Search code examples
apache-sparkpysparkapache-spark-sqltimestamptimestamp-with-timezone

Converting string with timezone to timestamp spark 3.0


I'm using databricks to ingest a csv and have a column that needs casting from a string to a timestamp. The data comes in as a string in this format: 31-MAR-27 10.59.00.000000 PM GMT

The code I'm using is python, and the cluster is running spark 3.0.1. I've used the below code before but not with the AM/PM or timezone and I can't get a format that doesn't return null for every value

df.withColumn('columnName', to_timestamp(col('columnName'),'dd-MMM-yy HH.mm.ss.SSSSSS a zzz').cast(TimestampType()))

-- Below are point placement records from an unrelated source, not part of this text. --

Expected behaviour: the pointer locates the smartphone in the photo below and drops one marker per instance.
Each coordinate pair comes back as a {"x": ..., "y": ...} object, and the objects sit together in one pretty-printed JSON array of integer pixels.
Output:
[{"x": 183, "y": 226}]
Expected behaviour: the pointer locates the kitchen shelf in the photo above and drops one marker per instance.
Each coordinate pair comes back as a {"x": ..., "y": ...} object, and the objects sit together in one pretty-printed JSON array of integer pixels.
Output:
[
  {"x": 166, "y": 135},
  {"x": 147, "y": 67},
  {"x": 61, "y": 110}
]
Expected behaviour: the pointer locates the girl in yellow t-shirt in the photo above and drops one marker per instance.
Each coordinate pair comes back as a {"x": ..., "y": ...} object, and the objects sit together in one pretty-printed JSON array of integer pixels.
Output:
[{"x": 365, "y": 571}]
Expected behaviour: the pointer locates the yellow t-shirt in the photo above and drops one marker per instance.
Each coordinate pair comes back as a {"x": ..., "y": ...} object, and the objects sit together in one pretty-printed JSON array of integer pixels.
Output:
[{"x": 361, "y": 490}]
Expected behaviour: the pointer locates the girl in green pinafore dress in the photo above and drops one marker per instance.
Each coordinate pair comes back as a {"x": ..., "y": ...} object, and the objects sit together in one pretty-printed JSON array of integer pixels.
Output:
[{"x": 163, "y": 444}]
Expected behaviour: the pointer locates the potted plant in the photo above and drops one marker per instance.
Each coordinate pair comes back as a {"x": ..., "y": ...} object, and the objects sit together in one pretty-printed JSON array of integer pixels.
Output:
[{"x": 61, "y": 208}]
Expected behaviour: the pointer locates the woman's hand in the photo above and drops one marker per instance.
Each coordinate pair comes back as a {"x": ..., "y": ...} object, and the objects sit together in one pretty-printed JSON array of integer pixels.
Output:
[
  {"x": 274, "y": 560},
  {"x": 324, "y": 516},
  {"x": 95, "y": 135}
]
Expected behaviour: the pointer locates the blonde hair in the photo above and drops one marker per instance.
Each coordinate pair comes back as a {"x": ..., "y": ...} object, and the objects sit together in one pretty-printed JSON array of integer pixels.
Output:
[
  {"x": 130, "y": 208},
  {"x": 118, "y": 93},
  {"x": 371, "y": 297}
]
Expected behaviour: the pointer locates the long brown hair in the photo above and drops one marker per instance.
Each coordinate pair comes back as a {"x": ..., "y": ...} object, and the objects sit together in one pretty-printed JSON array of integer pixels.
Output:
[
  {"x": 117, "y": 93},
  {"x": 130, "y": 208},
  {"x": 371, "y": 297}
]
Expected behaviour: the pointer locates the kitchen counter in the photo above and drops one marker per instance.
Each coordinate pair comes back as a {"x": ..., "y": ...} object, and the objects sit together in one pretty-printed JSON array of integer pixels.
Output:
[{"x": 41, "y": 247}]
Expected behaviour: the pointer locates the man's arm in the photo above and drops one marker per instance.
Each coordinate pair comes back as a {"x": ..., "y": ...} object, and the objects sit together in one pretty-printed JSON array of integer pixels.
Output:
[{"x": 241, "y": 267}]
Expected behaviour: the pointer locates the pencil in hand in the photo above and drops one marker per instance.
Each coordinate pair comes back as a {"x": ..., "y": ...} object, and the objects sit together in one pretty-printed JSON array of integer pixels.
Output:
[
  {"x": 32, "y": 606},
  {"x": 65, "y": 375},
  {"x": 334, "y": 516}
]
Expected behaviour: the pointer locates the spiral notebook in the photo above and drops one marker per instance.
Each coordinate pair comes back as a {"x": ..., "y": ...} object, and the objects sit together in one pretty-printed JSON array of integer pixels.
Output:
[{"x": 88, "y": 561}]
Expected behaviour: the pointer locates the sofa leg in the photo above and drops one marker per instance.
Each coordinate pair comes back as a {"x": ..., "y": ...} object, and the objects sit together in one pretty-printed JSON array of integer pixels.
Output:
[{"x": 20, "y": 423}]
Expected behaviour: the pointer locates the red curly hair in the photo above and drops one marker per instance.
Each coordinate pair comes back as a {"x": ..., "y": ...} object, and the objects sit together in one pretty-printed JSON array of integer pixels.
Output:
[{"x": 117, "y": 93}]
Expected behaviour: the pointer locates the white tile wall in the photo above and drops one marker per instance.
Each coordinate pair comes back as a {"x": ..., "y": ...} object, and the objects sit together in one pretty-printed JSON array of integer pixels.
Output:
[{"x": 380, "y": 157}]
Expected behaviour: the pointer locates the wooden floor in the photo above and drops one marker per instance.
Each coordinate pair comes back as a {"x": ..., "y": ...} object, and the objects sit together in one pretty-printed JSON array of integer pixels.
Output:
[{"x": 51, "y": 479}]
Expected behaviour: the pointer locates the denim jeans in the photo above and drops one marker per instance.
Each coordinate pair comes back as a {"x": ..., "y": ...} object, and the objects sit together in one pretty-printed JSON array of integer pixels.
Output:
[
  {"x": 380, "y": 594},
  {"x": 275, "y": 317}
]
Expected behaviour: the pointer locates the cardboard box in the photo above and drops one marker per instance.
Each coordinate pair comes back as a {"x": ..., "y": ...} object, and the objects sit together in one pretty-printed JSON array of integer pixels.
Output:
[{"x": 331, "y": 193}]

I'm using this documentation https://spark.apache.org/docs/latest/sql-ref-datetime-pattern.html to help


Solution

  • Since you have am/pm in your timestamp, you should use lower case h for clock-hour-of-am-pm (1-12), but not H which stands for hour-of-day (0-23).

    df2 = df.withColumn(
        'columnName', 
        to_timestamp(col('columnName'), 'dd-MMM-yy hh.mm.ss.SSSSSS a zzz')
    )
    

    Note that there is no need to cast to timestamp type because to_timestamp already returns a timestamp type column.